What is a Cash Flow Statement?

A cash flow statement is one of the three key financial statements that report the cash generated and spent during a specific period of time (e.g., a month, quarter, or year). This statement is connected with the income statement and balance sheet by showing how money moved in and out of the business. It measures how well a company manages its cash position - meaning how well the company generates cash to pay its debt obligations and fund its operating expenses.



Why is a Cash Flow Statement Important?

  • It shows your liquidity. So you will know what you can afford, and what you can’t.

  • It shows the changes in your assets, liabilities and equity. These are your cash inflows, outflows and cash being held that will measure your performance.

  • It predicts future cash flow.
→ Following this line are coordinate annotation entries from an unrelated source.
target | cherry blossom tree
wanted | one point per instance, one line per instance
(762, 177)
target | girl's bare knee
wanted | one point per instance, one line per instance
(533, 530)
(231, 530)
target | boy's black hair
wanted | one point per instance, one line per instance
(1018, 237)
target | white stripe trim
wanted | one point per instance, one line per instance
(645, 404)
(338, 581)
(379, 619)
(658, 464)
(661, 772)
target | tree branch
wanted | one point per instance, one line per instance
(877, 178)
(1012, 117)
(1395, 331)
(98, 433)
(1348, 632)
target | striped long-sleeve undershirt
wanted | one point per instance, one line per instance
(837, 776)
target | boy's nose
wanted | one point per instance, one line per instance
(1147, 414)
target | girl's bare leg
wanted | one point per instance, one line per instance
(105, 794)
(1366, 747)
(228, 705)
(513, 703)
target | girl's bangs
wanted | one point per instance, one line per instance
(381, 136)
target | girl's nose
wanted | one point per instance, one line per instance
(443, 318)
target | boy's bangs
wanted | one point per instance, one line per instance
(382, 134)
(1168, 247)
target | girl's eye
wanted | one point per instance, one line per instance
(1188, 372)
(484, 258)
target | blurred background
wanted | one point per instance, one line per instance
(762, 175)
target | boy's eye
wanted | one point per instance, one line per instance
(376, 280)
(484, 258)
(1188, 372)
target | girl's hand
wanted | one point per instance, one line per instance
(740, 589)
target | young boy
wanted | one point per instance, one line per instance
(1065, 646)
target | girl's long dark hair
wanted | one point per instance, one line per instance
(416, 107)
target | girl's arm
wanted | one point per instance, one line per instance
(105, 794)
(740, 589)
Meaning, you can plan for your business ahead of time.

  • If a company is funding losses from operations or financing investments by raising money (debt or equity) it will quickly become clear on the statement of cash flows.


How is Cash Flow Statement related with the Income Statement and the Balance Sheet?
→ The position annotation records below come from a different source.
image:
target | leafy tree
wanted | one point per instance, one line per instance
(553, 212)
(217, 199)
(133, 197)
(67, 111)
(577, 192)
In creating your Cash Flow Statement, you will need your Income Statement and Balance Sheet because you will get useful information from these two. The income statement lets you know how money entered and left your business, while the balance sheet shows how those transactions affect different accounts—like accounts receivable, inventory, and accounts payable.
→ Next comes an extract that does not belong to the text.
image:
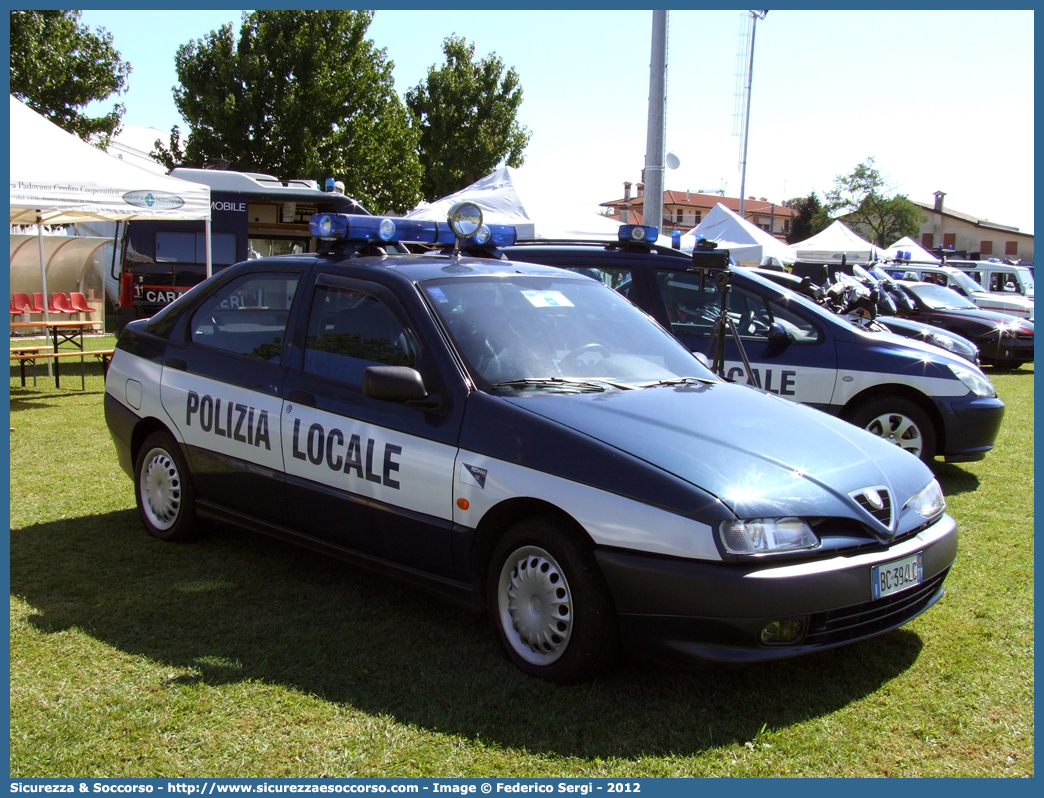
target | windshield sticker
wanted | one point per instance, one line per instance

Three Sections of the Statement of Cash Flow

  1. Operating Activities - The principal revenue-generating activities of an organization and other activities that are not investing or financing; any cash flows from current assets and current liabilities.

  2. Investing Activities - Any cash flows from the acquisition and disposal of long-term assets and other investments not included in cash equivalents

  3. Financing Activities - Any cash flows that result in changes in the size and composition of the contributed equity capital or borrowings of the entity (i.e., bonds, stock, dividends)

How to Prepare a Statement of Cash Flow

The operating section of the statement of cash flows can be shown through either the direct method or the indirect method.

  • Direct Method - all the cash payments and receipts, including cash paid to suppliers, cash receipts from customers, and cash paid out in salaries.

  • Indirect Method - items such as net income, depreciation, etc. are used to arrive at cash flow. Therefore, you will identify any increases and decreases to asset and liability accounts that need to be added back to or removed from the net income figure, in order to identify an accurate cash inflow or outflow.

Example of Cash Flow Statement


How to read this Cash Flow Statement:

  • Cash Opening Balance: This is the amount of cash on hand at the beginning of the period for the report.

  • Operating Activities

  • Net Income: The Net Income is brought in from the Profit and Loss Statement, as it will include any money in and out during the course of the period.

  • Change in ….: These account for any discrepancy between the income and expenses reported on the Profit and Loss Statement, which get pulled into the Cash Flow Statement through the Net Income line, and cash that actually was spent through the period.

  • Change in Accounts Payable

  • Change in Accounts Receivable

  • Change in Tax Liability

  • Change in Current Assets

  • Investing Activities

  • Change in Fixed Assets: This accounts for the purchase or sell of any assets or other investing properties that is owned by the business, which do not reflect on the Net Income.

  • Financing Activities

  • Change in Debt: This accounts for any change in debt for the period, whether it is paying off a loan or receiving a loan.

Through this Cash Flow Statement you can see that while this business is showing a $30,000 net income for the period, which is a great sign, it actually had a negative cash flow of $20,000 for the period. Meaning the cash on hand is going down significantly.

Without this Cash Flow Statement and only relying on the Profit and Loss Statement, the business owner would assume they are profitable and continue as is, but actually the business could run out of cash quickly, without proper cash flow adjustments.


Summary

Cash flow statements are one of the most critical financial documents that a business prepares as it offers valuable insight into the health of the business. By learning how to read a cash flow statement and other financial documents, you can acquire the financial accounting skills needed to make smarter business and investment decisions, regardless of your position.